Content quality report

Readability scores, keyword density, and a URL-ready slug from a block of text — a one-pass content-quality check for writers and SEO tools.

When to use this pack

A content writer or SEO agent has drafted copy and wants a quality gate before publishing: Is the reading level appropriate for the audience? Which words dominate (keyword stuffing check)? What's the ideal URL slug? Running readability-score, word-frequency, and slug-generate individually produces three disconnected results; this pack sequences them and assembles a single quality card with pass/warn/fail signals the caller can act on. Useful for CMS pre-publish checks, blog-post pipelines, newsletter QA, and any agent that writes prose and needs a confidence score before shipping.

Tools in this pack

Workflow

  1. Call readability-score with the full text. Returns fleschReadingEase, fleschKincaidGrade, gunningFog, automatedReadability, plus word/sentence/syllable counts. The decisive metric depends on the audience: grade level < 8 is good for general web content, < 12 for professional/technical, > 12 for academic. Flesch Reading Ease > 60 is 'easy', 30-60 is 'moderate', < 30 is 'difficult'. Flag a warning if grade > 12 and the caller didn't explicitly request academic tone.
  2. Call word-frequency with the same text and top=10. Returns the top 10 words (stop-words filtered) and top 10 bigrams. Check for keyword concentration: if any single word accounts for > 5% of total non-stop-word occurrences, flag it as potential keyword stuffing. The bigram list surfaces repeated phrases — useful for catching unintentional repetition ('in order to', 'as well as').
  3. Call slug-generate with the text's title or first sentence (caller provides or you extract the first sentence). Returns a clean URL slug plus its length. If length > 60, suggest truncation (Google typically displays ~60 chars in search results). Final payload: { readability: { fleschEase, gradeLevel, fogIndex, level: 'easy'|'moderate'|'difficult' }, keywords: { top: [{word, count, pct}], bigrams: [{bigram, count}], stuffingWarning: boolean }, slug: { value, length, truncateWarning: boolean }, wordCount, sentenceCount, qualityScore: 'pass'|'warn'|'review' }.

Run it in Claude

claude mcp add agent402 -s user -- npx -y agent402-mcp@latest

Then paste this prompt into Claude:

Run a content quality check using Agent402. Example text: "Artificial intelligence is transforming the way businesses operate. Companies across every industry are adopting AI tools to automate repetitive tasks, analyze large datasets, and make better decisions. The impact of AI on productivity has been significant, with studies showing up to 40% improvement in certain workflows." Title for slug: "How AI Is Transforming Business Operations".

(1) readability-score with text=<the input text> — returns {words, sentences, syllables, fleschReadingEase, fleschKincaidGrade, gunningFog, automatedReadability}. Compute level: fleschReadingEase >= 60 ? 'easy' : fleschReadingEase >= 30 ? 'moderate' : 'difficult'. Initialize warnings = []. If fleschKincaidGrade > 12, push 'Grade level above 12 — may be too complex for general audiences'.

(2) word-frequency with text=<the input text>, top=10 — returns {words: [{word, count}], bigrams: [{bigram, count}], totalWords, uniqueWords}. For each word in top 10: compute pct = (count / totalWords * 100).toFixed(1).
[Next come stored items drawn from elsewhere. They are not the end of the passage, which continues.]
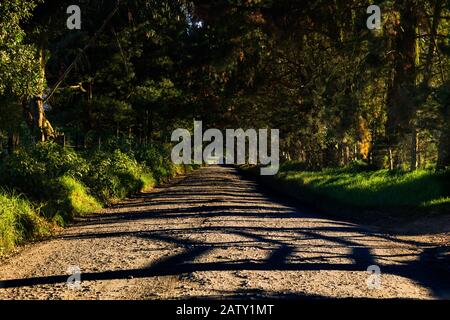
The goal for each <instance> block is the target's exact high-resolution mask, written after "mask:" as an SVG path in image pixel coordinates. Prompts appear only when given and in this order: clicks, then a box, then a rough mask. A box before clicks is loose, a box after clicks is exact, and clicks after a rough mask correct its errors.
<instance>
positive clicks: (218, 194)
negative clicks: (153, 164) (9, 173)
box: [0, 166, 450, 299]
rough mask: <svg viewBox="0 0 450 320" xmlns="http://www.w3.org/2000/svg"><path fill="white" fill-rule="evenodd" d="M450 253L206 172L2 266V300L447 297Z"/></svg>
mask: <svg viewBox="0 0 450 320" xmlns="http://www.w3.org/2000/svg"><path fill="white" fill-rule="evenodd" d="M449 243H450V242H449V235H448V234H438V235H428V236H423V235H421V236H395V235H388V234H382V233H379V232H375V231H371V230H370V229H368V228H366V227H363V226H359V225H356V224H352V223H348V222H342V221H338V220H331V219H327V218H324V217H321V216H319V215H315V214H312V213H308V211H307V210H303V209H299V208H298V207H293V206H292V205H290V204H286V203H285V202H284V201H281V200H280V199H278V198H275V197H273V196H269V195H267V194H265V193H263V192H261V191H260V190H259V188H258V187H257V185H256V184H255V183H253V182H251V181H249V180H246V179H244V178H242V177H241V176H239V175H238V174H237V172H236V171H235V169H233V168H227V167H218V166H213V167H206V168H202V169H200V170H198V171H195V172H193V173H191V174H189V175H188V176H186V177H182V178H177V179H175V180H174V181H173V182H172V183H171V184H169V185H167V186H163V187H161V188H157V189H155V190H154V191H152V192H150V193H145V194H141V195H139V196H136V197H134V198H132V199H130V200H128V201H125V202H123V203H121V204H119V205H116V206H115V207H114V208H111V209H106V210H104V212H102V213H101V214H99V215H96V216H92V217H88V218H85V219H83V220H82V221H80V222H79V223H77V224H75V225H74V226H72V227H70V228H68V229H66V230H64V231H63V232H62V233H61V234H59V235H58V236H56V237H55V238H53V239H50V240H47V241H43V242H39V243H34V244H30V245H27V246H26V247H24V248H23V249H21V250H20V252H19V253H17V254H15V255H13V256H11V257H9V258H7V259H6V260H4V261H2V262H1V265H0V298H1V299H183V298H193V297H195V298H199V297H200V298H264V297H275V298H277V297H287V298H324V297H371V298H418V299H439V298H440V299H445V298H447V299H449V298H450V273H449V270H448V268H447V265H446V264H445V263H442V262H439V253H440V252H441V251H442V250H446V249H447V247H446V246H448V244H449ZM370 266H378V268H379V270H380V272H381V274H380V276H379V277H377V275H376V274H370V273H369V272H368V271H367V269H368V267H370ZM77 269H79V271H80V280H81V282H78V281H77V280H78V278H77V275H76V273H77ZM371 270H375V271H376V270H377V267H372V269H371ZM69 271H72V273H75V275H72V276H71V277H70V276H69ZM68 280H70V281H69V282H68ZM378 280H379V281H378Z"/></svg>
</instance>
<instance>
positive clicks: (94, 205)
mask: <svg viewBox="0 0 450 320" xmlns="http://www.w3.org/2000/svg"><path fill="white" fill-rule="evenodd" d="M53 183H54V184H55V185H56V186H57V188H55V191H56V193H55V194H54V195H53V197H52V198H51V199H48V201H47V202H46V203H45V205H44V206H43V208H42V211H43V213H44V214H45V215H46V217H47V218H48V219H49V220H52V221H54V222H56V223H57V224H59V225H61V226H64V225H66V223H67V222H69V221H72V219H73V218H74V217H76V216H83V215H87V214H91V213H93V212H97V211H99V210H100V209H101V208H102V205H101V204H100V202H99V201H98V200H97V199H95V198H94V197H93V196H92V195H90V194H89V191H88V188H87V187H86V186H85V185H83V183H81V182H80V181H78V180H76V179H75V178H73V177H71V176H63V177H60V178H58V179H57V180H56V181H53Z"/></svg>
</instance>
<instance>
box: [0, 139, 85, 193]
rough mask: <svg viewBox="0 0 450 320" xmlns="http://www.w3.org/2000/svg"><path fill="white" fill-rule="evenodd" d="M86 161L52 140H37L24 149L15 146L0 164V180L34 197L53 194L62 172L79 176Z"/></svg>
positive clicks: (16, 189)
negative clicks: (36, 141) (7, 156)
mask: <svg viewBox="0 0 450 320" xmlns="http://www.w3.org/2000/svg"><path fill="white" fill-rule="evenodd" d="M87 172H88V163H87V162H86V160H85V159H83V158H82V157H81V156H80V155H78V154H77V153H76V152H74V151H72V150H69V149H65V148H63V147H61V146H59V145H57V144H54V143H40V144H38V145H37V146H36V147H35V148H32V149H30V150H28V151H25V150H18V151H17V152H15V153H14V154H12V155H11V156H9V157H7V158H6V159H5V160H4V161H2V162H1V165H0V183H1V184H2V185H5V186H8V187H10V188H11V189H12V188H14V189H15V190H18V191H19V192H22V193H24V194H26V195H27V196H29V197H31V198H32V199H34V200H38V201H45V200H47V199H51V198H53V197H54V195H55V193H57V192H58V188H59V185H58V184H55V180H56V179H58V178H59V177H62V176H64V175H66V176H71V177H73V178H77V179H82V178H84V177H85V176H86V174H87Z"/></svg>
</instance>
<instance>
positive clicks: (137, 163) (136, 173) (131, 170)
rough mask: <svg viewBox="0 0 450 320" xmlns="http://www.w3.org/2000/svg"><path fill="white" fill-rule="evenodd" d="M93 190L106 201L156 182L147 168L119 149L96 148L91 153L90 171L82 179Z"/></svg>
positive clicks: (146, 188)
mask: <svg viewBox="0 0 450 320" xmlns="http://www.w3.org/2000/svg"><path fill="white" fill-rule="evenodd" d="M85 182H86V183H87V185H89V186H90V187H91V190H92V192H93V194H94V195H95V196H96V197H97V198H98V199H100V200H101V201H102V202H104V203H105V204H110V203H112V202H114V201H116V200H119V199H123V198H125V197H127V196H129V195H131V194H133V193H136V192H139V191H142V190H145V189H149V188H151V187H153V186H154V185H155V179H154V178H153V176H152V174H151V172H150V170H148V169H147V168H146V167H145V166H143V165H140V164H139V163H138V162H137V160H136V159H134V158H133V157H132V156H130V155H127V154H125V153H123V152H121V151H120V150H115V151H114V152H113V153H106V152H102V151H97V152H96V153H94V154H92V155H91V161H90V171H89V174H88V176H87V178H86V179H85Z"/></svg>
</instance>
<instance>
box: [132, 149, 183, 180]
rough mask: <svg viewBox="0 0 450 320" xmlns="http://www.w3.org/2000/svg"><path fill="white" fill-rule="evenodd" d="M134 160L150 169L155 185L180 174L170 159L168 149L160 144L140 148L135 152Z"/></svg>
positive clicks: (177, 169)
mask: <svg viewBox="0 0 450 320" xmlns="http://www.w3.org/2000/svg"><path fill="white" fill-rule="evenodd" d="M136 159H137V160H138V161H139V162H141V163H144V164H145V166H146V167H148V168H149V169H150V171H151V172H152V173H153V176H154V178H155V180H156V182H157V183H163V182H165V181H167V180H168V179H170V178H172V177H174V176H175V175H176V174H177V173H180V166H176V165H174V164H173V163H172V161H171V159H170V148H169V146H164V145H162V144H153V145H152V146H149V147H145V148H141V149H139V150H138V151H137V152H136Z"/></svg>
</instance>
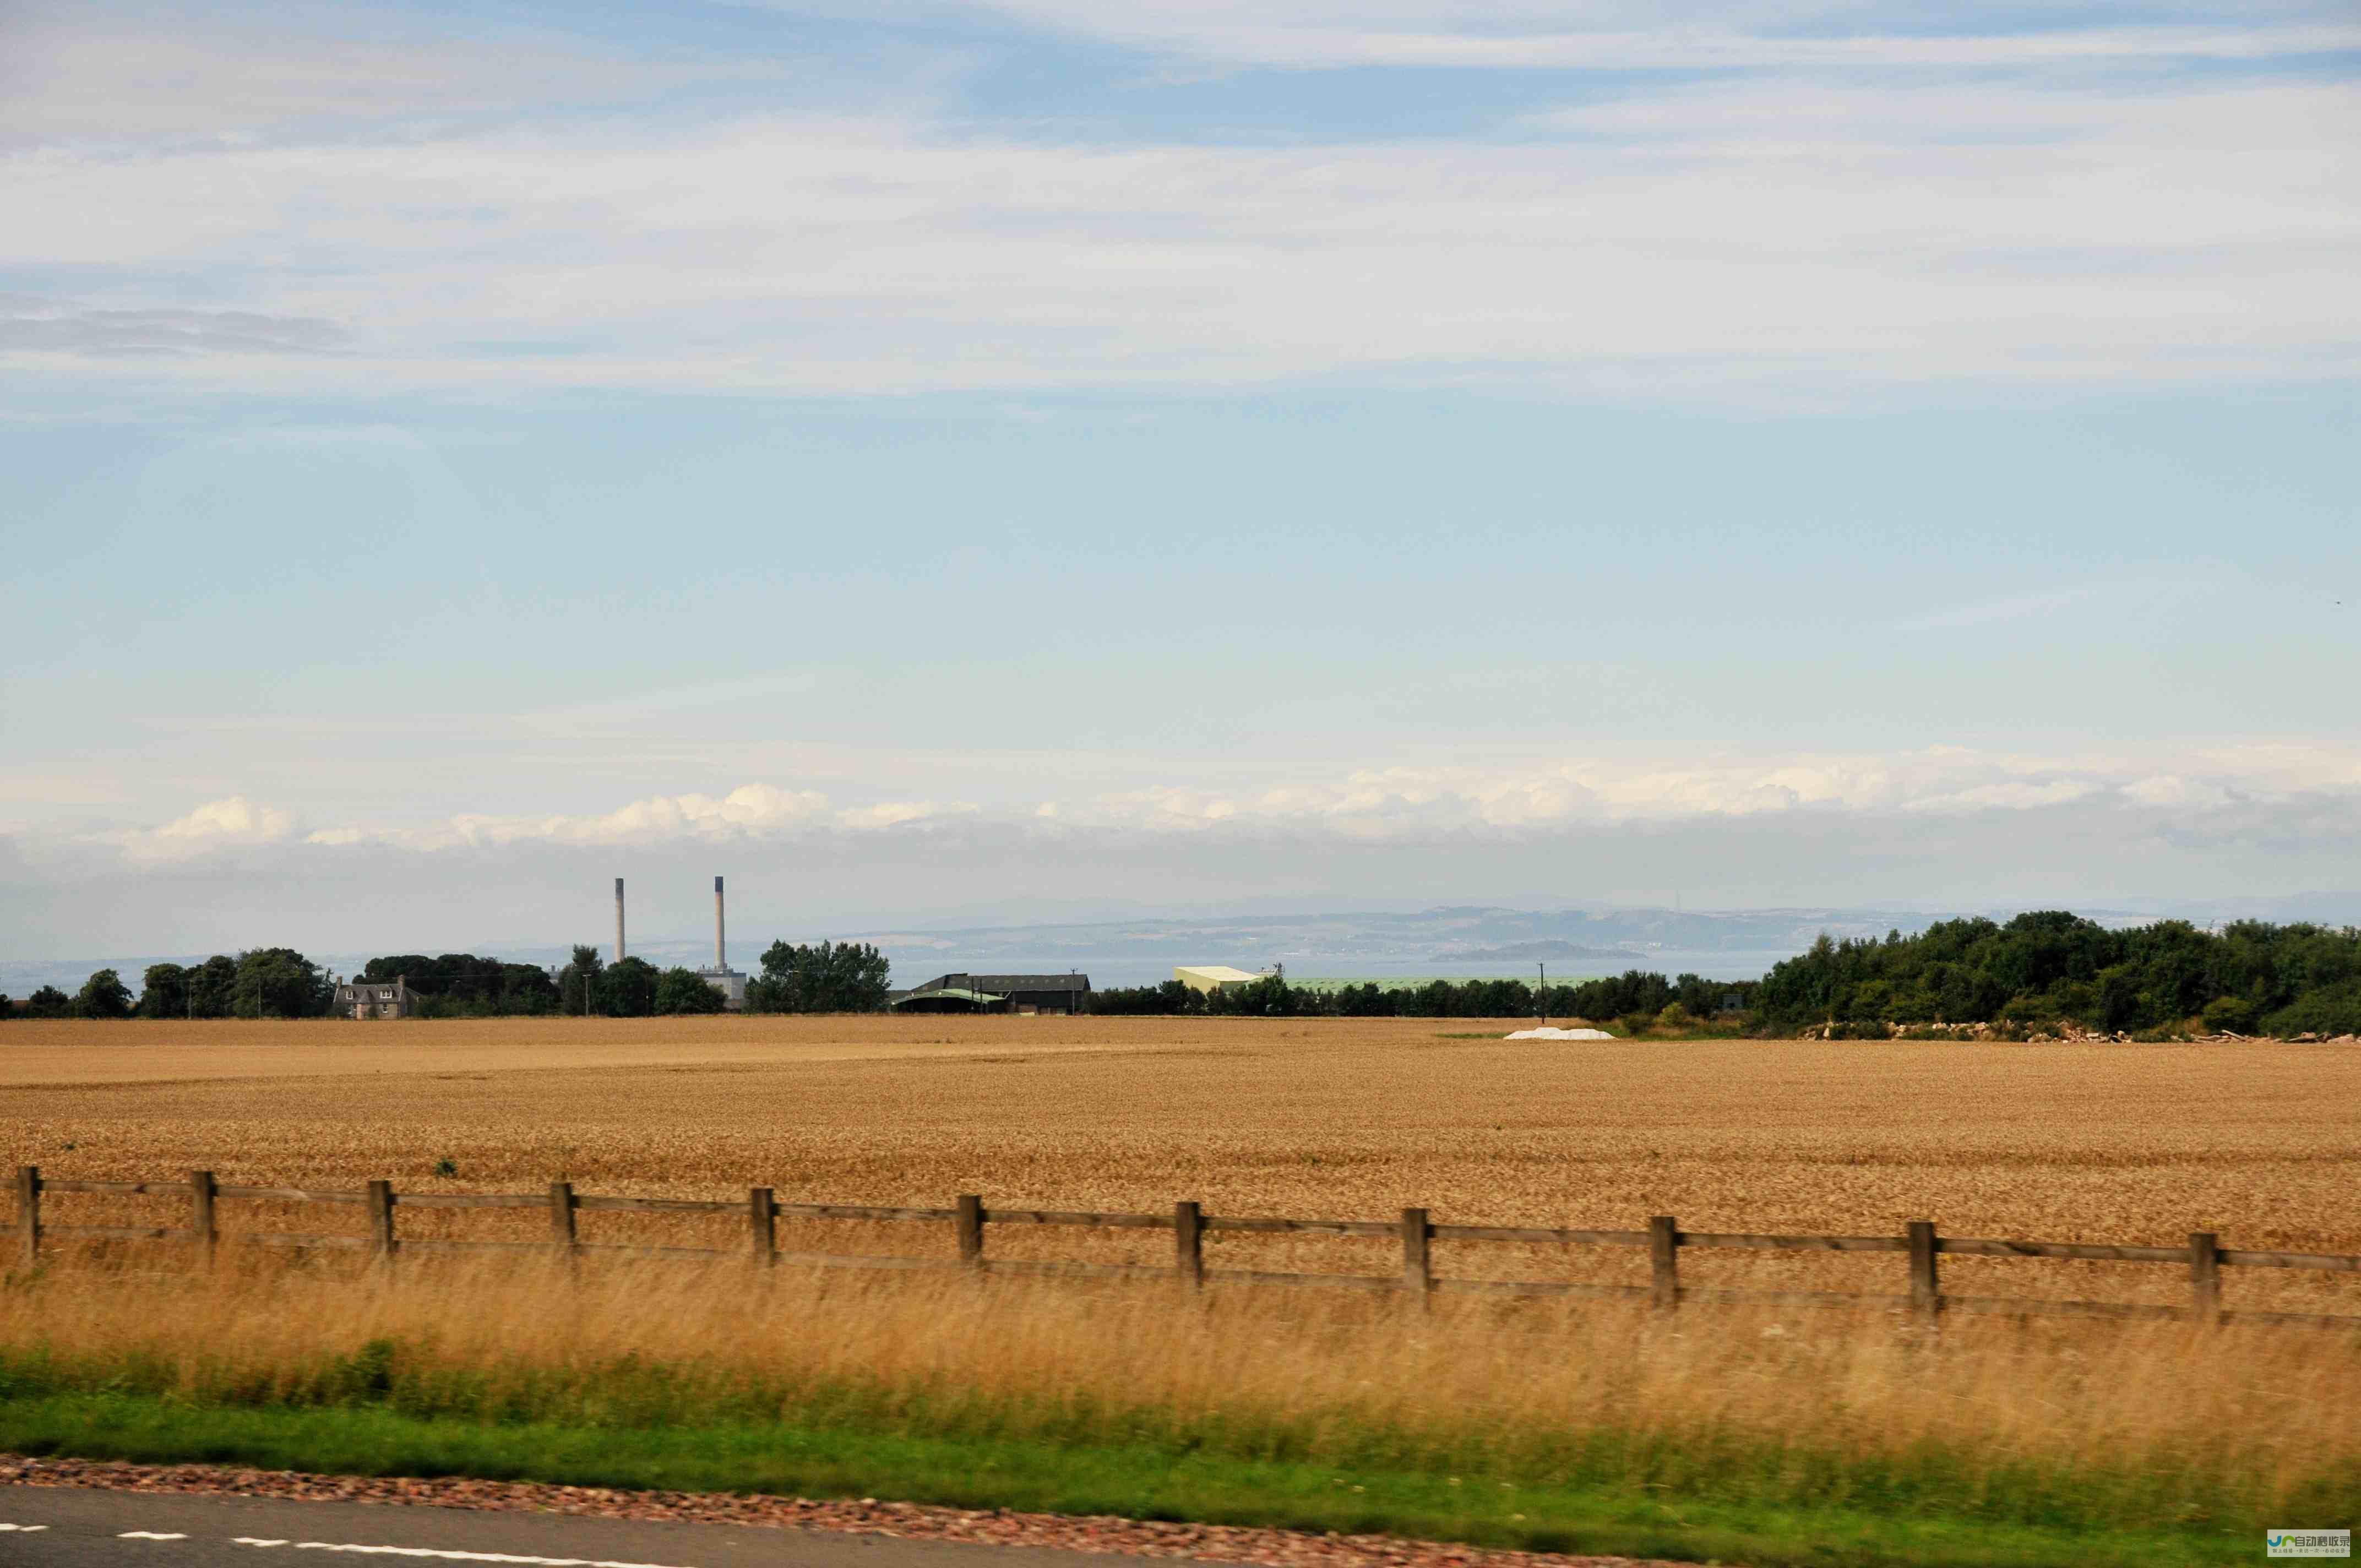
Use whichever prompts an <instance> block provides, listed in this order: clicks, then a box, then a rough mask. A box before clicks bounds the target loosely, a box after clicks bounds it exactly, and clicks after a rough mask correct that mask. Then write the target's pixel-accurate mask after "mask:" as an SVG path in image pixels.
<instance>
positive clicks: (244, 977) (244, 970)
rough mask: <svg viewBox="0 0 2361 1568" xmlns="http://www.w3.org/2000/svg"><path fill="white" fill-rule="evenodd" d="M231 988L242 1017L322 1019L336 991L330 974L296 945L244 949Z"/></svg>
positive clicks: (256, 1017)
mask: <svg viewBox="0 0 2361 1568" xmlns="http://www.w3.org/2000/svg"><path fill="white" fill-rule="evenodd" d="M231 989H234V1004H236V1015H238V1018H319V1015H321V1013H326V1011H328V1001H331V999H333V994H335V987H333V985H328V975H326V973H321V968H319V966H316V963H312V961H309V959H305V956H302V954H300V952H295V949H293V947H255V949H250V952H241V954H238V963H236V980H234V982H231Z"/></svg>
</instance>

If any pct > 5, push 'Potential keyword stuffing: "{word}" at {pct}%'. Set stuffingWarning = any pct > 5.

(3) slug-generate with text=<title or first sentence>, maxLength=60 — returns {slug, length}. Set truncateWarning = original slug would have been > 60 chars.

Compute qualityScore: 'review' if fleschKincaidGrade > 14 or stuffingWarning; 'warn' if fleschKincaidGrade > 10 or any word pct > 3; else 'pass'.

Final return: {readability: {fleschEase: fleschReadingEase, gradeLevel: fleschKincaidGrade, fogIndex: gunningFog, level}, keywords: {top: words.map(w => ({...w, pct})), bigrams, stuffingWarning}, slug: {value: slug, length, truncateWarning}, wordCount: words count from step 1, sentenceCount: sentences from step 1, qualityScore, warnings}. Budget ~$0.003 paid; all 3 tools are pure-CPU (PoW-eligible, free with compute payment).